- Location: Clinton County, Illinois, United States
- Nearest city: Carlyle, Illinois
- Coordinates: 38°37′13″N 89°18′13″W﻿ / ﻿38.62028°N 89.30361°W
- Area: 26,000 acres (10,500 ha)
- Governing body: Illinois Department of Natural Resources

= South Shore State Park =

State park in Clinton County, Illinois

South Shore State Park is an officially designated Illinois state park on 26000 acre in Clinton County, Illinois, United States. It contains part of the shoreline of the largest manmade reservoir in Illinois, Carlyle Lake.

==Closure==
In October 2016, part of the state park was closed to the public through legal action taken by the underlying landowner, the United States Army Corps of Engineers. The Army Corps stated that a lack of active maintenance work by the leaseholder of the land, the Illinois Department of Natural Resources, had rendered this portion of the state park unusable. The Army Corps expressed the hope that federal funding can be found to conduct emergency infrastructure repairs.

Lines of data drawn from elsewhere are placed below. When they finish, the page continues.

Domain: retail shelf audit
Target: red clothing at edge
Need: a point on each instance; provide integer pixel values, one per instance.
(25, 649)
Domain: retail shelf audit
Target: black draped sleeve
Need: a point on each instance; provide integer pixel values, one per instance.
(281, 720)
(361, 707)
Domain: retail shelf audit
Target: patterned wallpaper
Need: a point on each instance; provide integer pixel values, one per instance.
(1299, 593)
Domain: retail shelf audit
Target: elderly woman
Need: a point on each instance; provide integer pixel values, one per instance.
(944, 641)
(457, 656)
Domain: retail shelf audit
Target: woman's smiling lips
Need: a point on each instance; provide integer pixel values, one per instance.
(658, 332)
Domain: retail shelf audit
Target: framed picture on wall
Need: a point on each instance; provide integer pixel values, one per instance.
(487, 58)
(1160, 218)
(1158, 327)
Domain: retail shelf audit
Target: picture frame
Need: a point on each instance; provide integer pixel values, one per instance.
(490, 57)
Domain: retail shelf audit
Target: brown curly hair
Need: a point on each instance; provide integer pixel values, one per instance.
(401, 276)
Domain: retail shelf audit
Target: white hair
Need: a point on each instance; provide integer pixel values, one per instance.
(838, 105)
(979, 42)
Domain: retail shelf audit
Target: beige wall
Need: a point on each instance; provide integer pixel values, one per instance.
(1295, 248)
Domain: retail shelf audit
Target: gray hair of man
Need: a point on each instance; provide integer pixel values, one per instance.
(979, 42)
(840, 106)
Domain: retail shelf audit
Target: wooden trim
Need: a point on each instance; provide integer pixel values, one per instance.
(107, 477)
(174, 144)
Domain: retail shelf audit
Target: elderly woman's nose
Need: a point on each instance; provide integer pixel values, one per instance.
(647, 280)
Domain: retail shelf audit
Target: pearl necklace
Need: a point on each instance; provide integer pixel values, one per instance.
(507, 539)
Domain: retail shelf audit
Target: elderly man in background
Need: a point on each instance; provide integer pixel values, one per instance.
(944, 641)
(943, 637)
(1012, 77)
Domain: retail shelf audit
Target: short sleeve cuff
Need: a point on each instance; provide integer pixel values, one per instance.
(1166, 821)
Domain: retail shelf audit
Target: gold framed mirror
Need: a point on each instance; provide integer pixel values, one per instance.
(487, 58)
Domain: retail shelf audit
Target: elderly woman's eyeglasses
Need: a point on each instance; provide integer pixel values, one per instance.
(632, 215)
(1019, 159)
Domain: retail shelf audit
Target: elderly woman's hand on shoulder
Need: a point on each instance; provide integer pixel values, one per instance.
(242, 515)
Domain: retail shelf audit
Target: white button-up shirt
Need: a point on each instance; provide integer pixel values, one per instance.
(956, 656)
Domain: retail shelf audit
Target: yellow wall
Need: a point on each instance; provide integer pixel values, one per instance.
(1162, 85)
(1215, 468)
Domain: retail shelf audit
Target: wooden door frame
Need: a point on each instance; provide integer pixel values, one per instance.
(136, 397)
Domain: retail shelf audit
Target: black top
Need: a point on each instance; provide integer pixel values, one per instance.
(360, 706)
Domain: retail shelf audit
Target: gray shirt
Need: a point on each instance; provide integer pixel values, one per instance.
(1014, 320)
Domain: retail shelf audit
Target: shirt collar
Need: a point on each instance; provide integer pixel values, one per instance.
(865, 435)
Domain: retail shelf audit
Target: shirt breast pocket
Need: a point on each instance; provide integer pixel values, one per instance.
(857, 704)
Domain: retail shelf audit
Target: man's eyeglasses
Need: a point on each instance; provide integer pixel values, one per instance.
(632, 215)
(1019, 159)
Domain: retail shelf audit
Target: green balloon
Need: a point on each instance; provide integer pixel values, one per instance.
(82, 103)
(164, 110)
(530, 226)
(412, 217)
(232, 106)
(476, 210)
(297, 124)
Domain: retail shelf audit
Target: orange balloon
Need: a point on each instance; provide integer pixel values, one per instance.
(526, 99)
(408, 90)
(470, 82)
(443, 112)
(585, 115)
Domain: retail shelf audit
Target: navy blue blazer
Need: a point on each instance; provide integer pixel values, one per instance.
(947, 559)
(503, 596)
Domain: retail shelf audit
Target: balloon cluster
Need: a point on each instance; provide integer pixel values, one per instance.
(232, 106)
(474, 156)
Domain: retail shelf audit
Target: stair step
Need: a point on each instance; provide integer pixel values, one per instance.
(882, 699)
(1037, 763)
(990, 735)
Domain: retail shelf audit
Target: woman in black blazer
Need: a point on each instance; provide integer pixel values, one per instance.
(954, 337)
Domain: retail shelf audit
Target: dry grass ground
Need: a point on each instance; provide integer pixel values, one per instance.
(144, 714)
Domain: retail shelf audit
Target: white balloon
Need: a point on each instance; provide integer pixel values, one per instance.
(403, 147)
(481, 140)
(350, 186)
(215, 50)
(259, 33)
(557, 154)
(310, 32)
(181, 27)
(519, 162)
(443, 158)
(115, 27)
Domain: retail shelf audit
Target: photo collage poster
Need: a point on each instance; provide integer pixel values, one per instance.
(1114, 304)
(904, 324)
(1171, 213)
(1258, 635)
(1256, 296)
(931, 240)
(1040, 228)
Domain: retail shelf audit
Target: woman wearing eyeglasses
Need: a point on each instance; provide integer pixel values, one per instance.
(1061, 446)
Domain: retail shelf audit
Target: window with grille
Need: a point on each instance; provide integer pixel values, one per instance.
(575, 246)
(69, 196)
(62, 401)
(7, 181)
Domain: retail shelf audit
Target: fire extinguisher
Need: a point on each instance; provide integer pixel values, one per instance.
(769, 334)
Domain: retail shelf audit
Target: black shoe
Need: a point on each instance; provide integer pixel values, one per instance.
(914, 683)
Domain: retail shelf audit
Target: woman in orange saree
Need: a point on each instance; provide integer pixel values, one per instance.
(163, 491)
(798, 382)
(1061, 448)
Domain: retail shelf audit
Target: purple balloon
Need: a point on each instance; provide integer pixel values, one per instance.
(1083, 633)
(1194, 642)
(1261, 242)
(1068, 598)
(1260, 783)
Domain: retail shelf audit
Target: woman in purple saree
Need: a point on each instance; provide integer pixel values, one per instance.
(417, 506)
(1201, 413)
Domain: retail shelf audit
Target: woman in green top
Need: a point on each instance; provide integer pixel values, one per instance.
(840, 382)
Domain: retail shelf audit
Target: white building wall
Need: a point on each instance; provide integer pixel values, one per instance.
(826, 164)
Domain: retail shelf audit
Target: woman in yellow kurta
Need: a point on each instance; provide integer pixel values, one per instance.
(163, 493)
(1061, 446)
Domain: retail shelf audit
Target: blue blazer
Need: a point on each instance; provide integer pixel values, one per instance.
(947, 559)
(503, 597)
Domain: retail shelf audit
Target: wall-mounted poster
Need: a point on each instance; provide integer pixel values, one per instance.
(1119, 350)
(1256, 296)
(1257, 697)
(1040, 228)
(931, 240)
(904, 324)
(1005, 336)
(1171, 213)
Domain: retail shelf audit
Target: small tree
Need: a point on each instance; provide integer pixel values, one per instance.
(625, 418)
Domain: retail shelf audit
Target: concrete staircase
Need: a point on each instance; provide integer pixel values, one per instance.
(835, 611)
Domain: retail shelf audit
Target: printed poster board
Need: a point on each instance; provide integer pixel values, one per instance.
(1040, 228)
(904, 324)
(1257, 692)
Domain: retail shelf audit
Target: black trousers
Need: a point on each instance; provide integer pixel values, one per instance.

As of October 2016, the Army Corps goal is to incorporate this land parcel and section of Caryle Lake shoreline into the adjoining Dam East Recreation Area. The Army Corps set a 2017 goal date for reopening a section of Carlyle Lake shoreline affected by this closure. It was not clear how the closure and repossession of the Dam East parcel would affect the remaining state of Illinois property in the area, and whether there would continue to be a South Shore State Park.